A possibly related aspect of the Strzok - Flynn interview is a January report by Fox News guest and journalist Sara Carter, who said that outgoing FBI Deputy Director Andrew McCabe allegedly ordered FBI agents to change their "302" forms - the paperwork an agent files after interviewing someone. 

"I have been told tonight by a number of sources, there's indicators right now that McCabe may have asked FBI agents to actually change their 302's - those are their interviews with witnesses. So basically every time an FBI agent interviews a witness, they have to go back and file a report," Carter told Fox News host Sean Hannity.

While we don't know exactly what went on behind the scenes between Sen. Grassley's December 5th request for Strzok's text messages and Contereras's December 7th recusal, the pre-existing relationship between Strzok and Contreras alone is highly worrisome. Add attempted collusion and a possibly altered "302" form, and there's more than enough evidence to raise serious questions over the integrity of the proceedings against Michael Flynn. 

To that end, there have been several calls by Congressional investigators for Attorney General Jeff Sessions to appoint a special prosecutor, the most recent of which suggests working with DOJ Inspector General Michael Horowitz. On Thursday, Senators Chuck Grassley Chuck Grassley (Iowa), Lindsey Graham (S.C.), Thom Tillis (N.C.) and John Cornyn (Texas), signed a letter to Attorney General Jeff Sessions as well as Deputy Attorney General Rod Rosenstein to name a special counsel who can "gather all the facts."

"We believe that a special counsel is needed to work with the Inspector General to independently gather the facts and make prosecutorial decisions, if any are merited.
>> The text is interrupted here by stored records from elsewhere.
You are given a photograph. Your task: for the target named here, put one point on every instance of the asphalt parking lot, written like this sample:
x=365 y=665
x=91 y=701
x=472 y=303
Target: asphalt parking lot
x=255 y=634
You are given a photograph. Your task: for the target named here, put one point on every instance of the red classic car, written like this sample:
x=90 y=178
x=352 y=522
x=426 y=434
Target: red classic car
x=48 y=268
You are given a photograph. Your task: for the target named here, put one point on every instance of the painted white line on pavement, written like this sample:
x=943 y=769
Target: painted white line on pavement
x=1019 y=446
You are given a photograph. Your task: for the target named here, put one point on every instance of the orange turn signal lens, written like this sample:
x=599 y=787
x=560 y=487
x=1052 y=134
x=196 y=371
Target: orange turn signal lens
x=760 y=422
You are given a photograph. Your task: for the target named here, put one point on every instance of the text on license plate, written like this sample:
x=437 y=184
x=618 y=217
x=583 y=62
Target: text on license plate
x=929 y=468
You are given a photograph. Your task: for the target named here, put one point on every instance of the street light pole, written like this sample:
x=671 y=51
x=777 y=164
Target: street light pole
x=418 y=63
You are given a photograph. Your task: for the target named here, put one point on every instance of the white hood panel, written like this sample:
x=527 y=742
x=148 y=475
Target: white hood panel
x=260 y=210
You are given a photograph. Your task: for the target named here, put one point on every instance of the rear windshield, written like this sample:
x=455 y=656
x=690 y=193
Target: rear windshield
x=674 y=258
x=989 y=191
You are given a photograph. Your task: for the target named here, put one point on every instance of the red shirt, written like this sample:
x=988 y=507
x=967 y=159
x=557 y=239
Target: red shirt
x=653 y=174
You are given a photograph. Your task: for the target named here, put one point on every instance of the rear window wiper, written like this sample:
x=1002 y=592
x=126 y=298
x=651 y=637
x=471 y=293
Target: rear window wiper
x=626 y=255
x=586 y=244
The Justice Department cannot credibly investigate itself without these enhanced measures of independence," wrote the senators.

And now, it appears Grassley, Graham and the rest of the Congressional investigators trying to get to the bottom of this have a massive addendum to their letter with the discovery of the Strzok-Contreras relationship.

The only question; what's Sessions going to do.